[Met Performance] CID:121310

Die Meistersinger von Nürnberg
Metropolitan Opera House, Tue, March 30, 1937

Die Meistersinger von Nürnberg (214)
Richard Wagner | Richard Wagner
Hans Sachs
Friedrich Schorr

Elisabeth Rethberg

Walther von Stolzing
René Maison

Doris Doe

Karl Laufkötter

Eduard Habich

Chase Baromeo

Julius Huehn

Hans Clemens

Louis D'Angelo

Arnold Gabor

Angelo Badà

Max Altglass

Giordano Paltrinieri

James Wolfe

John Gurney

Night Watchman
George Cehanovsky

Artur Bodanzky

Review 1:

Review of Pitts Sanborn in the World-Telegram

Opera Season Is Closed with 'Die Meistersinger'

No More Performances To Be Given Until Popular Programs of Spring

Metropolitan Opera took farewell of us last evening till the [start] of the spring "popular" season with a special performance of "Die Meistersinger" given under the auspices of the German-American Charities Inc. for the benefit of the German-American relief organizations in Greater New York.

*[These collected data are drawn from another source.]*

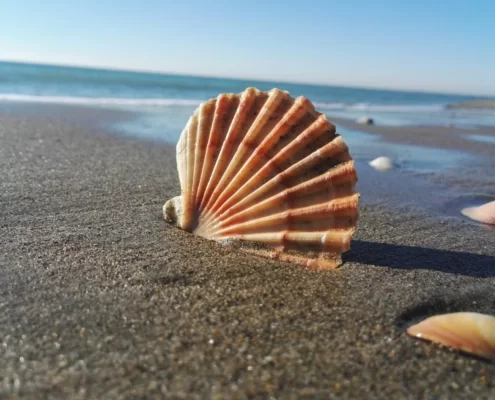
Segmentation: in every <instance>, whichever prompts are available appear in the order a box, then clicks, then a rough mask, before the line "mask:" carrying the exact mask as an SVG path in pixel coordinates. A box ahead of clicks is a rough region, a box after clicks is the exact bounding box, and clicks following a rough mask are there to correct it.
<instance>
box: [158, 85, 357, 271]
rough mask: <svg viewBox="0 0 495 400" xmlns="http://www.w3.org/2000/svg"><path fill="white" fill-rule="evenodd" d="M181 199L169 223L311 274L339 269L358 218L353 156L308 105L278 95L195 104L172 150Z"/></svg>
mask: <svg viewBox="0 0 495 400" xmlns="http://www.w3.org/2000/svg"><path fill="white" fill-rule="evenodd" d="M177 168H178V172H179V180H180V185H181V193H182V195H181V196H178V197H175V198H173V199H171V200H169V201H168V202H167V203H166V204H165V205H164V207H163V212H164V216H165V219H166V220H167V221H169V222H173V223H176V224H177V226H179V227H180V228H182V229H184V230H186V231H188V232H194V233H195V234H197V235H200V236H203V237H205V238H208V239H213V240H216V241H220V242H223V243H228V244H231V245H235V246H236V247H239V248H241V249H243V250H246V251H250V252H254V253H257V254H260V255H262V256H267V257H270V258H279V259H281V260H284V261H290V262H295V263H299V264H303V265H305V266H307V267H309V268H315V269H333V268H335V267H337V266H339V265H340V264H341V263H342V261H341V253H342V252H345V251H347V250H349V248H350V241H351V238H352V235H353V233H354V231H355V229H356V223H357V219H358V199H359V194H358V193H356V191H355V185H356V182H357V174H356V170H355V168H354V162H353V160H352V158H351V156H350V155H349V150H348V148H347V146H346V145H345V143H344V141H343V139H342V137H341V136H339V135H337V134H335V126H334V125H332V124H331V123H330V122H329V121H328V120H327V119H326V117H325V115H324V114H321V113H318V112H316V111H315V109H314V106H313V105H312V104H311V102H310V101H309V100H308V99H306V98H305V97H298V98H297V99H294V98H292V97H291V96H290V95H289V93H287V92H285V91H281V90H279V89H272V90H270V91H268V92H261V91H259V90H257V89H254V88H248V89H246V90H245V91H244V92H242V93H240V94H221V95H219V96H218V97H217V98H216V99H210V100H208V101H206V102H205V103H203V104H201V105H200V106H199V107H198V108H197V110H196V111H195V113H194V115H193V116H192V117H191V118H190V119H189V121H188V123H187V125H186V127H185V129H184V131H183V132H182V134H181V137H180V139H179V142H178V144H177Z"/></svg>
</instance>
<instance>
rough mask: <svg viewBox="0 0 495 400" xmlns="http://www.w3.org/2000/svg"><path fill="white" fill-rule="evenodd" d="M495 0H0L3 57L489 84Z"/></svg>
mask: <svg viewBox="0 0 495 400" xmlns="http://www.w3.org/2000/svg"><path fill="white" fill-rule="evenodd" d="M494 20H495V1H493V0H471V1H457V0H443V1H442V0H436V1H432V0H428V1H424V0H415V1H403V0H396V1H393V0H390V1H386V0H384V1H371V0H368V1H366V0H349V1H342V0H340V1H331V0H327V1H325V0H308V1H305V2H296V1H290V0H286V1H269V0H264V1H259V0H251V1H245V2H238V3H237V2H236V1H234V0H232V1H227V0H222V1H214V0H212V1H209V2H205V1H199V0H190V1H187V0H184V1H168V0H161V1H160V0H141V1H136V0H121V1H118V2H117V1H114V0H86V1H84V2H74V1H67V0H43V1H40V0H0V60H10V61H25V62H43V63H57V64H69V65H84V66H97V67H108V68H119V69H132V70H148V71H160V72H170V73H182V74H192V75H205V76H223V77H234V78H253V79H264V80H277V81H291V82H307V83H320V84H332V85H342V86H363V87H377V88H388V89H410V90H424V91H439V92H450V93H467V94H482V95H489V96H495V72H494V71H495V23H494Z"/></svg>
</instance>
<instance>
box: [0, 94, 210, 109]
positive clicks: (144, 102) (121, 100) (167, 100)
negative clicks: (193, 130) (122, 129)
mask: <svg viewBox="0 0 495 400" xmlns="http://www.w3.org/2000/svg"><path fill="white" fill-rule="evenodd" d="M0 101H16V102H24V103H49V104H85V105H103V106H104V105H112V106H152V107H170V106H183V107H194V106H197V105H198V104H200V103H201V100H193V99H139V98H120V97H73V96H34V95H26V94H11V93H5V94H2V93H0Z"/></svg>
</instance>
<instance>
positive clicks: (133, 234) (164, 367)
mask: <svg viewBox="0 0 495 400" xmlns="http://www.w3.org/2000/svg"><path fill="white" fill-rule="evenodd" d="M55 109H56V110H58V112H54V110H55ZM19 110H21V111H22V109H17V108H16V109H15V110H12V109H5V108H4V109H3V111H2V110H0V143H1V146H0V177H1V179H0V275H1V276H2V279H0V310H1V312H0V339H1V340H2V347H1V348H0V349H1V350H0V351H1V352H2V353H1V354H2V363H0V376H1V377H2V379H1V380H0V397H5V396H8V395H11V396H17V397H19V398H47V397H49V398H71V399H79V398H81V399H82V398H105V399H113V398H170V399H195V398H198V399H199V398H201V399H203V398H225V399H237V398H239V399H243V398H276V399H291V398H357V399H363V398H377V399H383V398H410V399H417V398H456V399H458V398H466V399H473V398H478V399H493V398H494V397H495V364H494V363H489V362H486V361H482V360H479V359H476V358H472V357H469V356H465V355H461V354H459V353H456V352H452V351H449V350H447V349H443V348H440V347H439V346H436V345H434V344H430V343H425V342H420V341H417V340H414V339H412V338H409V337H407V336H406V335H405V334H404V329H405V327H407V326H408V325H409V324H411V323H412V322H414V321H416V320H418V319H422V318H424V317H426V316H428V315H430V314H432V313H437V312H443V311H456V310H468V311H479V312H486V313H491V314H495V246H494V243H495V231H494V230H493V229H488V228H487V227H484V226H481V225H477V224H474V223H469V222H467V221H465V220H463V219H462V218H456V217H449V216H445V217H438V216H432V215H430V214H429V213H428V212H427V211H426V210H421V209H411V208H408V207H402V208H398V207H393V208H391V207H385V206H383V205H372V204H366V203H365V205H364V206H363V207H362V209H361V219H360V223H359V230H358V233H357V235H356V239H355V241H353V244H352V250H351V251H350V252H349V253H347V254H346V255H345V257H344V259H345V261H346V263H345V265H344V266H343V267H341V268H340V269H339V270H336V271H328V272H315V271H306V270H304V269H302V268H300V267H298V266H293V265H290V264H284V263H281V262H277V261H270V260H266V259H263V258H258V257H254V256H251V255H248V254H244V253H241V252H236V251H232V250H230V249H229V248H225V247H222V246H220V245H218V244H216V243H214V242H210V241H207V240H204V239H202V238H200V237H196V236H193V235H190V234H187V233H185V232H182V231H180V230H178V229H176V228H173V227H171V226H169V225H167V224H166V223H165V222H164V221H163V220H162V214H161V208H162V205H163V203H164V202H165V200H167V199H168V198H170V197H172V196H175V195H177V194H178V193H179V185H178V178H177V173H176V168H175V155H174V149H173V147H172V146H169V145H167V144H161V143H157V142H146V141H138V140H134V139H130V138H123V137H119V136H116V135H112V134H108V133H106V132H105V131H104V130H103V129H102V128H101V127H99V125H98V123H100V122H103V123H106V122H107V121H111V120H112V119H116V118H126V116H125V115H123V114H120V113H113V112H106V111H103V110H97V111H94V110H90V109H79V108H66V107H59V108H57V107H46V108H43V107H41V108H37V109H34V111H33V110H30V111H25V112H24V111H22V112H21V111H19ZM36 110H38V111H36ZM39 110H41V111H39ZM48 112H49V113H50V114H51V115H52V116H51V117H50V116H47V115H45V114H46V113H48ZM88 121H90V122H88ZM373 129H375V128H373ZM401 132H402V133H401ZM404 132H407V130H406V131H404V130H400V129H399V130H396V131H395V134H394V135H395V137H402V140H404V141H407V140H410V138H409V137H408V135H407V133H404ZM401 135H402V136H401ZM394 140H399V139H394ZM436 140H437V139H436ZM438 140H440V139H438ZM452 143H453V142H449V144H448V145H449V146H450V145H452V146H454V144H452ZM486 173H487V174H488V173H489V171H486ZM364 195H366V193H364Z"/></svg>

Though Artur Bodanzky led a rough and ready onslaught on the prelude, the performance as a whole suffered from a post-season lassitude. The best achievement of Mr. Bodanzky and his bandsmen was the introduction to Act III.

Mme. Rethberg Sings Eva

Elisabeth Rethberg supplied an Eva that sounded very much like a mature and spiteful shrew up to the morning of the fateful festival, when, in the sunlit workshop of Hans Sachs, she really did some singing, though her part in the quintet was uneven.

Rene Maison, a stalwart and picturesque Walther, natural in his acting, had any amount of trouble with his voice. Friedrich Schorr as Sachs made up for vocal limitations by the mellowness and authority of his interpretation. Karl Laufkötter supplied a largely commendable David.

The Pogner of Chase Baromeo was a pretty tame and pallid affair. Julius Huehn has still to prove his understanding of the character of Kothner, though he sang earnestly and industriously. Doris Doe essayed the role of Magdelene.

Habich Draws Laughs

Eduard Habich as Beckmesser drew the usual number of laughs. When will some artist have the courage to skip the farce and give us a high-comedy Beckmesser?

The second act of this marvelous opera deserves better of whoever devises the lighting.